McKee replied: “No, but I think that brings us back to the first question, which is what is the purpose of the role. It could be, if you define the role in a certain way, then it means it should be somebody from the Westminster group to keep that communication coherent. Although to be fair, I think the current leader of the Westminster group and the First Minister have got excellent communication anyway.
“Other people have argued – for example, James Dornan – that it should be somebody based in Scotland, because that’s where most of the work has to happen. So, there’s a number of different perspectives on that, and I think the debate over the next few weeks about the purpose of the role will maybe help to clarify that, and that may give more clarity on who we might be talking about.”
“Other people have argued – for example, James Dornan – that it should be somebody based in Scotland, because that’s where most of the work has to happen. So, there’s a number of different perspectives on that.” SNP MSP Ivan McKee
In recent months, McKee has been notable as one of the SNP’s more prominent proponents of solidarity with Catalonia during its independence struggle and the subsequent crises that have arisen from the Spanish Government’s response.

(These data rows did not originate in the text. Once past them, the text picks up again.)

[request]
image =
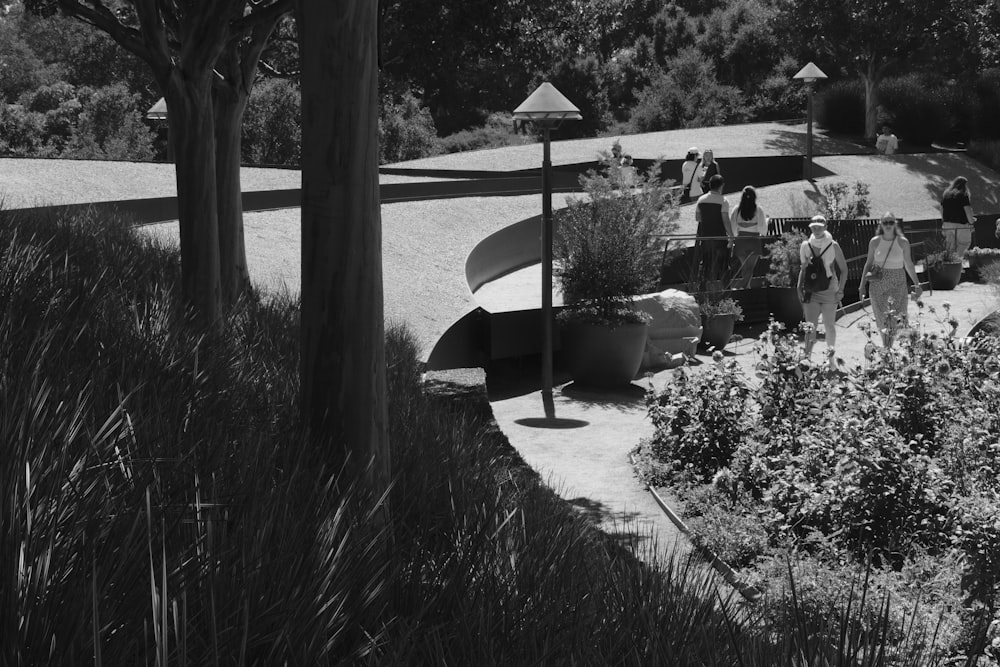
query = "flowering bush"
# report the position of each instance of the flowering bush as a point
(894, 462)
(609, 246)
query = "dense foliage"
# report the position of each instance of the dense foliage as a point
(609, 245)
(635, 64)
(895, 463)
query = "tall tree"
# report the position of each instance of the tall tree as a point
(343, 362)
(200, 54)
(866, 36)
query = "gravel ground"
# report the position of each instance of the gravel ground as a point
(753, 139)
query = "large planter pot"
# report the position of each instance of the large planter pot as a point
(601, 356)
(978, 262)
(717, 331)
(945, 276)
(785, 307)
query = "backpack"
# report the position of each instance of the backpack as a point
(816, 279)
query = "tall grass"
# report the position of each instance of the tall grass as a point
(161, 506)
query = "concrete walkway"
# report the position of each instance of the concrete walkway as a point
(589, 465)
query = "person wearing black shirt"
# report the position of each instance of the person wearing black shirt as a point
(957, 219)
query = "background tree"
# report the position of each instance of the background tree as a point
(202, 56)
(863, 36)
(343, 362)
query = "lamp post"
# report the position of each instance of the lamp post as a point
(809, 75)
(546, 108)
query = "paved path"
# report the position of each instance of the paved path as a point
(589, 465)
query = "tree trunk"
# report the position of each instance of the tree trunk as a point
(192, 134)
(229, 104)
(343, 362)
(871, 80)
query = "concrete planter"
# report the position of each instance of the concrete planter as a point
(601, 356)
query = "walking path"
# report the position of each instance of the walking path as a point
(426, 244)
(589, 465)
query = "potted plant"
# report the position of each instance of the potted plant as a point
(719, 317)
(782, 279)
(608, 249)
(980, 259)
(944, 268)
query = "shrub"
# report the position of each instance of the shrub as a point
(698, 422)
(785, 260)
(986, 151)
(609, 247)
(272, 126)
(110, 127)
(840, 107)
(496, 133)
(840, 202)
(405, 129)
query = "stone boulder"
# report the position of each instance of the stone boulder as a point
(674, 330)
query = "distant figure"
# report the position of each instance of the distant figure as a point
(822, 301)
(711, 256)
(691, 176)
(709, 168)
(887, 143)
(889, 261)
(957, 219)
(748, 223)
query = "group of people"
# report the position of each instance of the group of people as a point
(884, 277)
(888, 264)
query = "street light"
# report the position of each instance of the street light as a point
(809, 75)
(546, 108)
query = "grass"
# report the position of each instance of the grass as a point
(161, 505)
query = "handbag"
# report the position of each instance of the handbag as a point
(876, 272)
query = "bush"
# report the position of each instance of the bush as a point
(110, 127)
(496, 133)
(272, 124)
(698, 423)
(916, 107)
(609, 247)
(689, 95)
(840, 107)
(405, 129)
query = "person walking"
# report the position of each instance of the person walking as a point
(887, 143)
(749, 224)
(821, 295)
(957, 219)
(889, 262)
(711, 255)
(709, 168)
(691, 176)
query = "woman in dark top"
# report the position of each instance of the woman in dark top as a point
(709, 168)
(956, 216)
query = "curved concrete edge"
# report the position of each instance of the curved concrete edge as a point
(731, 576)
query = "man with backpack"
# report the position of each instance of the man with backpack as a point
(821, 283)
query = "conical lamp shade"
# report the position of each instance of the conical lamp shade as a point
(810, 73)
(546, 103)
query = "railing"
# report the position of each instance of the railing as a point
(852, 235)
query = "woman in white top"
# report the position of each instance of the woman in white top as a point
(890, 258)
(748, 224)
(691, 173)
(821, 244)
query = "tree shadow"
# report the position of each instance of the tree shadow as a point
(622, 527)
(622, 398)
(939, 169)
(794, 143)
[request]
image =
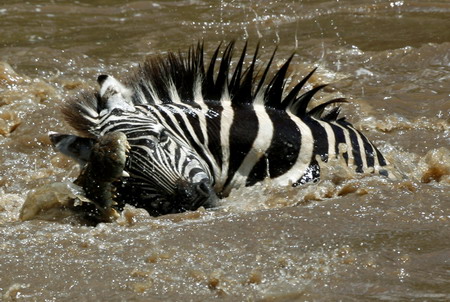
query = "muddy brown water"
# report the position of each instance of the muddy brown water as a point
(349, 237)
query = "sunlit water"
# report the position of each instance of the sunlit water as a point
(349, 237)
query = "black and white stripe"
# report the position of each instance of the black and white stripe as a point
(201, 131)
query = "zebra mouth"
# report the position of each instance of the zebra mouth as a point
(191, 196)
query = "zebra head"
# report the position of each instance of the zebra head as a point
(162, 173)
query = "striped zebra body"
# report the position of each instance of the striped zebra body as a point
(195, 133)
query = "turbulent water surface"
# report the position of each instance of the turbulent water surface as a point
(349, 237)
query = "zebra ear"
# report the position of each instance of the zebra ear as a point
(78, 148)
(114, 94)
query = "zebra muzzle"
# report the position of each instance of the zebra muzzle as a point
(191, 196)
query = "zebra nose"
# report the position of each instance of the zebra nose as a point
(203, 188)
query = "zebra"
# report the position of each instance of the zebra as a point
(195, 131)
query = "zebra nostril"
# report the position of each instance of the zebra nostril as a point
(203, 189)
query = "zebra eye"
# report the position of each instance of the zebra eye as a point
(163, 136)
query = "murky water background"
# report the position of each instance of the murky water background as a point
(348, 238)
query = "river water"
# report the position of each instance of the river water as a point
(349, 237)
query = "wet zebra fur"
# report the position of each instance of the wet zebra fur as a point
(196, 131)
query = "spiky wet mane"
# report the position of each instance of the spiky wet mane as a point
(185, 78)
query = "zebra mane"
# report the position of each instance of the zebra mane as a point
(184, 75)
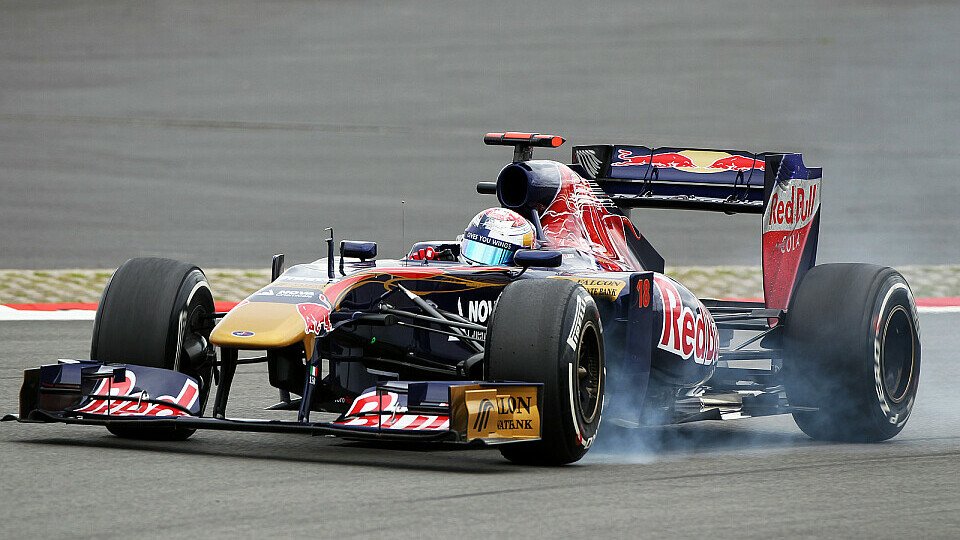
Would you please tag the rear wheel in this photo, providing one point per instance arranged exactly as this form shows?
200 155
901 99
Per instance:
156 313
852 350
548 331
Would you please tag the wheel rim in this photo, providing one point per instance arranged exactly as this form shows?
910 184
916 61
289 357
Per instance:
897 354
589 372
195 325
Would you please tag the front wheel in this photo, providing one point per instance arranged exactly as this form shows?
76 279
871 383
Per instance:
156 313
852 351
548 331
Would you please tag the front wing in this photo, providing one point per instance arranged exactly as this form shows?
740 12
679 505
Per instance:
91 393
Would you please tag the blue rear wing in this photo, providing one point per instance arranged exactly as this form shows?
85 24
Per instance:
692 179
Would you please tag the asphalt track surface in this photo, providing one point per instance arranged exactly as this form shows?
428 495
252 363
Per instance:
221 133
755 478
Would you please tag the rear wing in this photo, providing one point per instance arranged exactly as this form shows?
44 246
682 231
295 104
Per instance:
777 185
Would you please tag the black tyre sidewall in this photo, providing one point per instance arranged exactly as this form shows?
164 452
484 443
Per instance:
138 322
837 367
541 351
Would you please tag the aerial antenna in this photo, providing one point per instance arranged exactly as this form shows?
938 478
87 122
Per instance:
330 273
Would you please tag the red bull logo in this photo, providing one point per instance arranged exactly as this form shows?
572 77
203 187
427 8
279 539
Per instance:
676 160
685 333
668 159
737 163
793 208
316 315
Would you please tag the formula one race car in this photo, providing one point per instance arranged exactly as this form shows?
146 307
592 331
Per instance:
528 350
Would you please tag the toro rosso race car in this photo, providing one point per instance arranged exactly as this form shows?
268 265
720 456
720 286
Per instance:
550 313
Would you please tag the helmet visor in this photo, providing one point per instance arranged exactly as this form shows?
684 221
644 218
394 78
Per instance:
485 254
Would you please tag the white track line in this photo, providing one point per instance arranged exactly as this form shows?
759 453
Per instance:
10 314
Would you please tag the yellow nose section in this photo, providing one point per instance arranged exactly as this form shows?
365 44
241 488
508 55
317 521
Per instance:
260 325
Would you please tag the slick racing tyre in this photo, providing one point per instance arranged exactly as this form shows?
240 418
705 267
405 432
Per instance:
155 313
548 331
852 350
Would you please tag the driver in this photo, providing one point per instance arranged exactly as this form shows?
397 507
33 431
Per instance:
494 235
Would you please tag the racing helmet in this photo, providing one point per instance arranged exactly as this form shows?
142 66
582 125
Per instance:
494 235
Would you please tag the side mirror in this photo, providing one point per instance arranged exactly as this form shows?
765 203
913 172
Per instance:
358 250
542 258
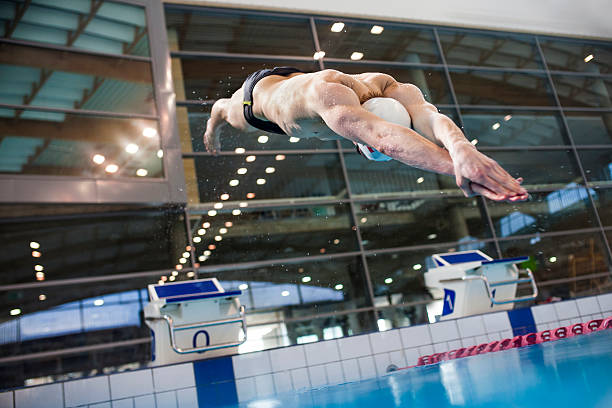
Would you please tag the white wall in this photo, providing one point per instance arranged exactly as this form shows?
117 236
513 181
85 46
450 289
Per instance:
576 18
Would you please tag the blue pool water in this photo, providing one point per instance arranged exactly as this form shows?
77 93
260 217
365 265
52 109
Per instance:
575 372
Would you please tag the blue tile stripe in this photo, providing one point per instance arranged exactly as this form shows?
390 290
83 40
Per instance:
522 321
215 382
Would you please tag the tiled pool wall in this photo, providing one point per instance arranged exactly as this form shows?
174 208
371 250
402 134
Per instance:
232 379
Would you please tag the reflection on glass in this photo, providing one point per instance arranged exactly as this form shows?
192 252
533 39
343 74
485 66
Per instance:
103 26
513 128
564 209
491 50
597 165
272 233
572 55
53 143
394 43
192 124
100 243
237 32
494 88
381 179
206 79
414 222
71 80
294 176
590 127
430 81
569 256
583 91
551 169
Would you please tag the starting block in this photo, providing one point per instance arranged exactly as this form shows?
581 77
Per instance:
195 319
471 282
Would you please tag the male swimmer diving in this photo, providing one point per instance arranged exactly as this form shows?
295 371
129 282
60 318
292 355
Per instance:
328 104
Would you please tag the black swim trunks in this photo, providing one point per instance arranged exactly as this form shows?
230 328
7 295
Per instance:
249 85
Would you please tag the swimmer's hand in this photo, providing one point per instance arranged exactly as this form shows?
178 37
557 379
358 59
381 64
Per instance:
476 173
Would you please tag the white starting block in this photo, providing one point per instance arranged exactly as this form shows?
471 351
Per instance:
194 319
471 282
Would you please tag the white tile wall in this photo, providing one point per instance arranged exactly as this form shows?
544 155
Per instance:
187 398
173 377
322 352
87 391
48 396
131 384
287 358
166 399
250 364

Given how passionately the issue excited the SNP grassroots at the party’s October conference, McKee was asked whether Catalonia was still a major issue for the SNP, and whether its ongoing situation would once again become a high-profile point of discussion for the party.
McKee said: “I think, as internationalists, we look at the situation in many countries around the world, often with concern. There’s a dozen countries we’d be looking at, at the moment, saying we’re concerned about things, and Catalonia is one of them.
“Clearly, the amount of activity that happens within the party on that will depend on what happens in terms of the situation. Since the December election, I don’t think it’s a fact that people in Scotland or in the SNP are any less interested in it. I think that’s just driven by the news agenda, frankly – things happen.”
Asked if he would back calls this week by Amnesty International that the Spanish authorities release several Catalan political prisoners, McKee stated: “Absolutely. That’s significant, and we’d support that – ‘we’ meaning people that are campaigning or are very supportive of the Catalans.”